When used well, AI can create a magical ‘whole is greater than the sum of the parts’ experience, where humans and AI work in close partnership and accomplish things faster and with less effort.
Harnessing that partnership lets companies of many sizes deliver new and better experiences, remove manual toil, and provide helpful insights at a hyper-personalised level. Consider the many decisions made in your business each and every day. In many cases, AI can help make the process easier, faster and better informed.
For example, if you’re managing paper bills and invoices in Xero, AI is quietly at work for you every time you upload a new document — thanks to intelligent form filling and credit note detection.
Even as you’re busy reconciling your bank statements, AI is right there suggesting the best matches from your contacts and accounts.
These products look for patterns and trends in the data flowing through the Xero platform. And in even better news, every time you point out a mistake — by changing a suggested account or correcting the extracted receipt amount — you’re feeding back vital information to help the AI get better and better.
A great rule of thumb to follow when trying to work out if AI is right for your business is to consider a current business challenge you’re facing. If you can figure out the answer to the problem in a couple of seconds — and if five other humans would likely come to the same answer — then AI is likely going to do a reasonable job of answering that question or completing that task for you.
If the answer is more complicated or ambiguous, AI is probably not the right tool for that particular business challenge and humans will likely do a better job than AI — at least for the next few years.

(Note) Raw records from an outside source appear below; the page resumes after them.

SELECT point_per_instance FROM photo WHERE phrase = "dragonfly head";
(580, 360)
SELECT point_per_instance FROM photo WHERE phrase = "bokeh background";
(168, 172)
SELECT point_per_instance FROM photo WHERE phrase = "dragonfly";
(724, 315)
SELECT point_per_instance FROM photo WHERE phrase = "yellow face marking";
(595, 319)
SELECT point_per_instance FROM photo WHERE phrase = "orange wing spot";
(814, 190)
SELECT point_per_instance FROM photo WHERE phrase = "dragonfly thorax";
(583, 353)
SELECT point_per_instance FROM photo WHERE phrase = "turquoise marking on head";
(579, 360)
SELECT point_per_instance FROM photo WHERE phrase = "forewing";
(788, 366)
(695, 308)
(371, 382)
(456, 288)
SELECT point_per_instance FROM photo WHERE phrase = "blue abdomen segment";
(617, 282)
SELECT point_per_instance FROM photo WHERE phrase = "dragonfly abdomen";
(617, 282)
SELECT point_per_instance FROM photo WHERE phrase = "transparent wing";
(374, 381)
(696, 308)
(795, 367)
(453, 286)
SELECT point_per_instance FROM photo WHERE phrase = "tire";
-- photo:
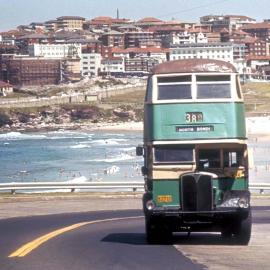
(157, 232)
(151, 231)
(243, 230)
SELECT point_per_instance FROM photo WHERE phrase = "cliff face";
(34, 118)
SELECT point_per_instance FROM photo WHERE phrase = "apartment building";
(90, 64)
(50, 26)
(160, 54)
(187, 37)
(5, 88)
(21, 70)
(70, 23)
(258, 30)
(113, 39)
(112, 66)
(140, 66)
(219, 51)
(55, 50)
(141, 39)
(231, 22)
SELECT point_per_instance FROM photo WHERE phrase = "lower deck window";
(232, 158)
(209, 158)
(174, 91)
(173, 155)
(205, 91)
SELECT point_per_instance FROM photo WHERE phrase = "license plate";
(164, 198)
(194, 117)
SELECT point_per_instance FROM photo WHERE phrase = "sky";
(18, 12)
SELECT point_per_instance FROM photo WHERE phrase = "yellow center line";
(29, 247)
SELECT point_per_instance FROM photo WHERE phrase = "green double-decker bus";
(195, 151)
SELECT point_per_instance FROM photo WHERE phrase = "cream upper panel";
(198, 80)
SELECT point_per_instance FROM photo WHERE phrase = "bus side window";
(209, 158)
(149, 90)
(232, 158)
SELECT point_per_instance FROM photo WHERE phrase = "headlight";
(243, 203)
(150, 205)
(236, 202)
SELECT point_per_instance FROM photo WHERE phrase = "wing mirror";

Understanding AI and its value
Generally speaking, AI has proven to be fantastic at augmenting or extending human abilities and intelligence.
This is most notable in our interactions with AI-powered products and services. These products are brilliant at learning from the wisdom of crowds, and when millions of users complete billions of small tasks everyday, it’s possible to glean significant value in very little time.
But AI comes in more than just one type or form. In fact, there are two key types of AI that you should know how to distinguish from the other:
- General AI is just what it sounds like — a generally smart, reasoning entity that can tackle many varied tasks and learn from lived experience
- Narrow AI on the other hand is fantastically efficient at performing a particular task — so it’s never going to learn how to read the kids their bedtime stories!
Expert consensus says that General AI has a long way to go before it is ready to enter mainstream usage and deliver tangible value on a large scale.
Narrow AI, on the other hand, will become more and more useful to us. The only factor holding it back is us — specifically, the speed at which humans can define the problems for it to solve and build the data sets needed to train the algorithms. When used well, Narrow AI will continue to help remove toil from our everyday tasks.
A word on bad data
When used correctly and responsibly, AI is capable of contributing great value to our lives. When used incorrectly, there can be terrible consequences.
One of the contributors to negative AI outcomes is bad data. The good news is that there is a really simple way to avoid these negative consequences, and this is to keep accurate, up-to-date and consistently categorised accounts.
Data is the food for powerful AI. By feeding AI algorithms with great data, you’re less likely to run into trouble.